BLOOMFIELD TOWNSHIP — The beans, tomatoes and peas planted last spring and tended throughout the summer by students at Star Center Elementary School are now making an appearance on their plates in the lunchroom this fall.
Jennifer Laffin, a fourth-grade teacher at the school, got the idea for the Happy Harvesters garden project when she heard a news story about the Farm to School Initiative, a nationwide program that connects schools with growers in their area in order to bring more fresh, nutritious food into school kitchens while supporting local farmers. Because she couldn’t find a Farm to School program in Walworth County, she asked school administrators at the school if they’d be willing to let her start a garden.
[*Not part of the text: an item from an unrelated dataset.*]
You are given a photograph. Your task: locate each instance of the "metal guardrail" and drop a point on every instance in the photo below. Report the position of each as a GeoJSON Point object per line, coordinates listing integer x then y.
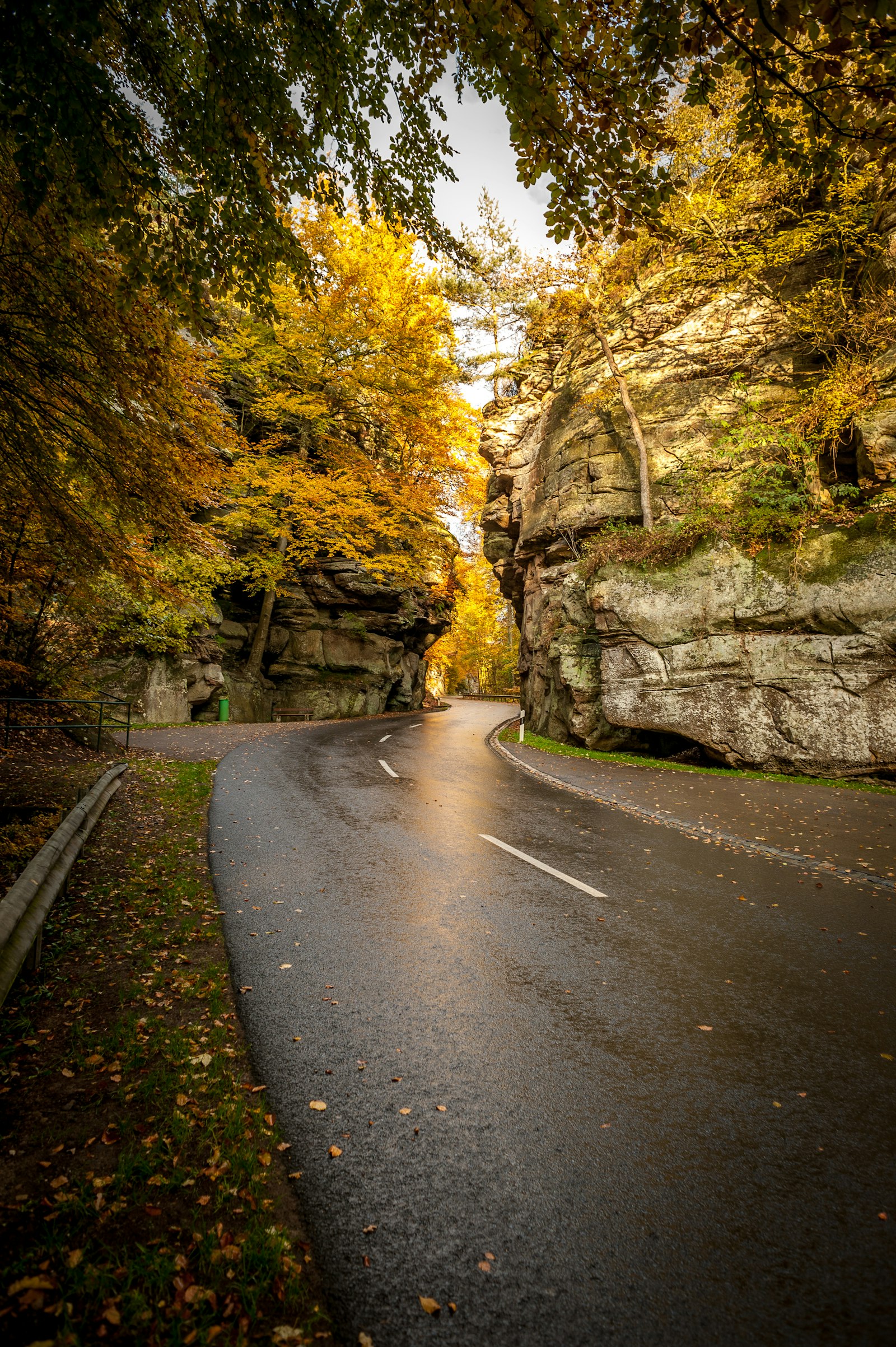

The project was a group effort. School custodians dug out a garden plot on the side of the school. Local companies and organizations donated supplies or money for such things as seeds. Laffin and fellow teacher Terrie Mess collaborated on activities to get students involved in the project. Other teachers and parents volunteered to help students care for the plants.
Ellen Leasure remembers hearing of one school in northern Wisconsin that not only has a garden, but processes the harvest for its kitchens. That kind of project, she said, is impractical for districts the size of the Elkhorn Area School District, for which she is food services supervisor.
But Leasure supports local growers. She had purchased apples from an area orchard when she worked for the East Troy School District, and wanted to continue that practice in Elkhorn. So, she regularly orders apples from the Apple Barn in Sugar Creek Township for the five schools in the district — at a savings of about $8 per order over another vendor the district uses.